To put it in simple terms, in Uganda men expect women to be docile and subservient.  Young girls are asked to sit on the floor instead of the family dinner table while eating dinner. From nearly birth, they are told they are not good enough and that men make the rules and they are there to just live by them.

We tend to see Ugandan girls not breaking the chain of submissive behavior– girls know no other way of life, this what their mothers teach them.  Children learn from watching women in their life be completely subservient to the men, soon girls feel as if they have no worth.

Kansiime knew this had to change, she wanted young girls in Uganda to see the world differently, she wanted them to know that they were born to be more than just a commodity. Kansiime Honest Fortunate is the founder of Girls to Lead Africa, a project that nurtures, grooms, and develops young girls in schools in the Kanungu District of Uganda.

Kansiime’s program empowers young women by challenging them to think differently about their gender, their identity, and their roles in their communities.  Kansiime starts every training with girls answering one question. “What makes you special?” A simple question, with a huge impact. Ugandan girls have never thought they were special; they have never thought through the process of how they can be different.

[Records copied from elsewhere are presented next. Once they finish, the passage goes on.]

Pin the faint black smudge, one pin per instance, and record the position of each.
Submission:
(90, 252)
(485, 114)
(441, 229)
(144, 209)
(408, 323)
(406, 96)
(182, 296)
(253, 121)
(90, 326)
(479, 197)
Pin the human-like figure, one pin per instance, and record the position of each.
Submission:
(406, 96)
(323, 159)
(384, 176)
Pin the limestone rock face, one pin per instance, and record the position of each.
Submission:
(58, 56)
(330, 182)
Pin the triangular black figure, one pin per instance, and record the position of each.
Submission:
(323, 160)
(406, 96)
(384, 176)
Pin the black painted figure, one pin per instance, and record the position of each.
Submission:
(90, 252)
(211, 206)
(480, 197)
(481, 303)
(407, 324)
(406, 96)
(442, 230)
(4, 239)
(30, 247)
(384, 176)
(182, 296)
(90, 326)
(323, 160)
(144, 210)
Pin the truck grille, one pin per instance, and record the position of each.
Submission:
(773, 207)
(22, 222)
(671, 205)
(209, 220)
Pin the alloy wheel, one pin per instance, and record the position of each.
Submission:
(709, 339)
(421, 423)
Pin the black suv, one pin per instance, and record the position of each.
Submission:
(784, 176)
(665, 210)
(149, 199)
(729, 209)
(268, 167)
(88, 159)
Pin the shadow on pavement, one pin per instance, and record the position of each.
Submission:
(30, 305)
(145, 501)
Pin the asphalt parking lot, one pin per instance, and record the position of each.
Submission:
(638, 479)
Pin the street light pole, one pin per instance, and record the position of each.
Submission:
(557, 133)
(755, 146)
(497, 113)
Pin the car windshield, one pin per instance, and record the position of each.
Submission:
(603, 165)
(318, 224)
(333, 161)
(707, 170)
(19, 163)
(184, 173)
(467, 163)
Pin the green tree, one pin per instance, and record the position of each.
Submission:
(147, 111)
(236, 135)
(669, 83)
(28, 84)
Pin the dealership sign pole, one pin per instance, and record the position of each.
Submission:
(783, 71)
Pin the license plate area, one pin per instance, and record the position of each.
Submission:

The idea that these girls are special helps deconstruct negative images of women in society.  And once they figure out that they are more than “just a girl” they start to learn how to help other girls around them. Perhaps the most important thing Girls to Lead Africa teaches young women is lobbying skills that they can use to improve the lives of other female students in schools throughout Uganda.

I was lucky enough to get to sit down and Skype with Kansiime this past weekend. When she answered the call she was beaming, she possessed a light that could be seen though the computer screen.  Once all the chit-chat was done I sat asked Kansiime about her program. Never once, talking about herself, she reverted every question into a success story. Stories of girls leading; young girls becoming the head of the student council, girls lobbying for new rules at their school and girls standing up and sitting at the dinner table with their brothers.

Each girl who is in the Girls to Lead program has to come up with an idea on how to make a small change in their community. When I spoke to Kansiime she proudly spoke about one of her girls who came up with the idea that her school needed a student disciplinary committee. Many times in the Kanungu school district of Uganda, girls will get in trouble at school and have to appear in front of a male teacher.  Due to Ugandan culture, the male teacher will be unnecessary harsh on young women since they are seen as inferior. In order to stop this from happening the student disciplinary committee, that is comprised of both girls and boys, goes and lobbies for the female student in front of the male teacher. This takes the power away from the male teacher and makes it an equal playing field for both parties.

A small idea making a massive impact.

I spoke with Kansiime for an hour, listening about how her girls are helping adjust an entire culture in Kanugu.  Young girls who have taken it upon themselves to see the world differently.

I expressed to Kansiime that is was remarkable that she was teaching these young girls to change the world. She quickly interrupted me and said “No, they have already changed the world.”